Japanese Prime Minister
Shigeru Ishiba praised the committee’s decision. “It is extremely meaningful
that the prize will be awarded to an organization that has worked for the
abolition of nuclear weapons for many years,” he said Friday during a visit to Laos.
Friday’s prize is the 105th to be awarded since 1901. Nihon
Hidankyo, the 141st laureate, will receive a cash award of around $1 million.
The committee said its decision is “securely anchored” in
Alfred Nobel’s will, which outlines three criteria for awarding the prize: “the
best work for fraternity between nations, for the abolition or reduction of
standing armies and for the holding and promotion of peace congresses.”
Although the will was written before the creation of nuclear
weapons, the Nobel Peace Prize has previously been awarded to individuals and
groups involved in nuclear disarmament.
The International Campaign to Abolish Nuclear Weapons won
the award in 2017. In 1995, it was awarded to Pugwash Conferences on Science
and World Affairs and the physicist Joseph Rotblat – the only scientist to walk
away from the Manhattan Project at the Los Alamos Laboratory on moral grounds.
The committee also lauded Nihon Hidankyo for helping to
maintain the nuclear taboo, which it said was “a precondition of a peaceful
future for humanity.” It said the decision highlighted an encouraging fact that
no nuclear weapon has been used in war in nearly 80 years.
Announcing the prize, Jørgen Watne Frydnes, chair of the
committee, said: “The stories and testimonies of the Hibakusha are an important
reminder of how unacceptable the use of nuclear weapons .”

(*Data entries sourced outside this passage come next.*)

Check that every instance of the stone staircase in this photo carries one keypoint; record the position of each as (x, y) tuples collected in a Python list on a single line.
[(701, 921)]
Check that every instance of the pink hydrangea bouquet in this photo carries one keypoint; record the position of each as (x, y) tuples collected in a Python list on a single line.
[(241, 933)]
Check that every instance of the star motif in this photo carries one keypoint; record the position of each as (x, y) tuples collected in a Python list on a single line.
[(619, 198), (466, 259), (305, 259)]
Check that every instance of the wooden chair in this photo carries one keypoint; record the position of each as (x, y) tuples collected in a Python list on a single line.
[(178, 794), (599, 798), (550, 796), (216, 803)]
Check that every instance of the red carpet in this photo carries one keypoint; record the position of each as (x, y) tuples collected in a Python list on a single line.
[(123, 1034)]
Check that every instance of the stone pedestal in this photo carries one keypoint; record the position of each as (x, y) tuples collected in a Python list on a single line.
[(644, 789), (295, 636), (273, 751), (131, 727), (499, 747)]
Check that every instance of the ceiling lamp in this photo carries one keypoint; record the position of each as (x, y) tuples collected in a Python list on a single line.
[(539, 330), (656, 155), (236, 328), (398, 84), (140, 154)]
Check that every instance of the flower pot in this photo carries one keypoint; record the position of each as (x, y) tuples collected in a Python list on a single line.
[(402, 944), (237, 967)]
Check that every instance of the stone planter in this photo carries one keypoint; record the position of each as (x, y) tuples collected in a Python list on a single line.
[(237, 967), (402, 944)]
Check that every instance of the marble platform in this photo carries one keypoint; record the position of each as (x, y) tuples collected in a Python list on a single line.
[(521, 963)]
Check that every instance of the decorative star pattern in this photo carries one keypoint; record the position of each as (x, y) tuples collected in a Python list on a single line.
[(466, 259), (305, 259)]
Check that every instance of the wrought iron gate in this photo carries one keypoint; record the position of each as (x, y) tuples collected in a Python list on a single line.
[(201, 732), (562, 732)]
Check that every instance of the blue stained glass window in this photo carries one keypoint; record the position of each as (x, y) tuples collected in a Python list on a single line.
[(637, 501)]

In this year’s annual assessment on the state of armaments,
SIPRI reported that the nine nuclear-armed states – the US, Russia, the United
Kingdom, France, China, India, Pakistan, North Korea and Israel – “continued to
modernize their nuclear arsenals and several deployed new nuclear-armed or
nuclear-capable weapon systems in 2023.”
As of January 2024, SIPRI estimates there are 12,121 nuclear
warheads across the globe, about 9,585 of which are in military stockpiles for
potential use.
“While the global total of
nuclear warheads continues to fall as Cold War-era weapons are gradually
dismantled, regrettably we continue to see year-on-year increases in the number
of operational nuclear warheads,” Smith said. “This trend seems likely to continue
and probably accelerate in the coming years and is extremely concerning.”